Summary
Noam Chomsky: Requiem for the American Dream
Ten Principles of Concentration of Wealth and Power
In this indispensable book on income inequality, Noam Chomsky exposes the key actors of neoliberalism and provides a clear, cold, and patient insight into undeniable economic facts. What are the ten principles of concentration of wealth and power that we find in America today? These principles are very clear: suppressing democracy, shaping ideology, redesigning the economy, shifting the burden to the poor and middle class, attacking mutual human solidarity, allowing regulators to be guided by their own interests, electoral engineering, using fear as well as state power to keep the masses under control, manufacturing consent and marginalizing the people. In the book Requiem for the American Dream, Chomsky devotes a chapter to each of these ten principles and offers us additional
excerpts from important texts that influenced the development of his thoughts and led him to the conclusions presented.

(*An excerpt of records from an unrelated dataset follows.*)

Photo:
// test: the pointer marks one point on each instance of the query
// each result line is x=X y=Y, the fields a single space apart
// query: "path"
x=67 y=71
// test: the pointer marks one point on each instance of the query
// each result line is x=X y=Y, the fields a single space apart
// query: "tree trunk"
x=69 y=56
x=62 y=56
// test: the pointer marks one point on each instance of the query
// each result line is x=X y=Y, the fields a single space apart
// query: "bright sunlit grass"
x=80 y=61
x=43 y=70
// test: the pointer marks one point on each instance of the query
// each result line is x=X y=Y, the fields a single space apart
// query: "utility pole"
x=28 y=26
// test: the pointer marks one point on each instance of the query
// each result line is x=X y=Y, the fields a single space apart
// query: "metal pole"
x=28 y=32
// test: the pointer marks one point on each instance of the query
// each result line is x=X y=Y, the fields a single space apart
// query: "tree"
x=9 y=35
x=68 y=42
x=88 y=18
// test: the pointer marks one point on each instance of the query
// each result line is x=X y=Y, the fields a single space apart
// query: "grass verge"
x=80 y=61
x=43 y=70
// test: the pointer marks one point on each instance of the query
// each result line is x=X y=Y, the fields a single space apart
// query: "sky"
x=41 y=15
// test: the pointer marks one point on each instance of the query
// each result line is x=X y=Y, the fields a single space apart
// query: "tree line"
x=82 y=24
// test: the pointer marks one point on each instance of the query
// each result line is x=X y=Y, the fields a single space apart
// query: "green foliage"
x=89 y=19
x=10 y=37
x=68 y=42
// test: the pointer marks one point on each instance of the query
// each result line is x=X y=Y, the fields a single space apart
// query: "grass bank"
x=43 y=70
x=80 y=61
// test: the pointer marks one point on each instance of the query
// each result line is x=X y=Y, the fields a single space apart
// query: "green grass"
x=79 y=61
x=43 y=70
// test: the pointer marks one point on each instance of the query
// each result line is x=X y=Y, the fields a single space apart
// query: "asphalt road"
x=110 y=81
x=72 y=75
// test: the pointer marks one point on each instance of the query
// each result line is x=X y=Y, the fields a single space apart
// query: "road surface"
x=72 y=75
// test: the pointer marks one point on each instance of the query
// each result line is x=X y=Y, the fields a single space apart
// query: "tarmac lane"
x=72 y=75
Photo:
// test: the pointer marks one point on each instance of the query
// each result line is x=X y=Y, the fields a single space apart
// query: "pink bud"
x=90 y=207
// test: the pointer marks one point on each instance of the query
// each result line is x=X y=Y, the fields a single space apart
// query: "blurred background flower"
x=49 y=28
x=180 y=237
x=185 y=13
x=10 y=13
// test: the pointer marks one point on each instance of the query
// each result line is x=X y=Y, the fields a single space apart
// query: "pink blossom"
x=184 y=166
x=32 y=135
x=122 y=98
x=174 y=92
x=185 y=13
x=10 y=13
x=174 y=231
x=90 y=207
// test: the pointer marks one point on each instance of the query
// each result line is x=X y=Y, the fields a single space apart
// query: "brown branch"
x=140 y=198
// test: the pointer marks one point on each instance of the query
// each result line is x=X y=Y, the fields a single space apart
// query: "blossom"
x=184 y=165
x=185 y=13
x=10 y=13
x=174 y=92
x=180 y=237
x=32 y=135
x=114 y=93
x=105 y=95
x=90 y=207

"Take Reagan, he was an icon of neoliberalism, free markets and the like. The greatest protectionist president in postwar American history. He doubled down on protectionist barriers trying to protect incompetent United States management from superior Japanese manufacturing. Financially he subsidized the banks instead of letting them pay for themselves. Moreover, during the Reagan era, the state grew stronger along with the economy. I should add that his "Star Wars" program was openly promoted in the business world as a kind of cash cow from which the money leaked out. But this only applies to the poor: do not expect any help from the state, not the solution, and so on. This is neoliberalism in its essence. It has a dual character that we can follow back through economic history. One rule applies to the rich. The opposite rules apply to the poor."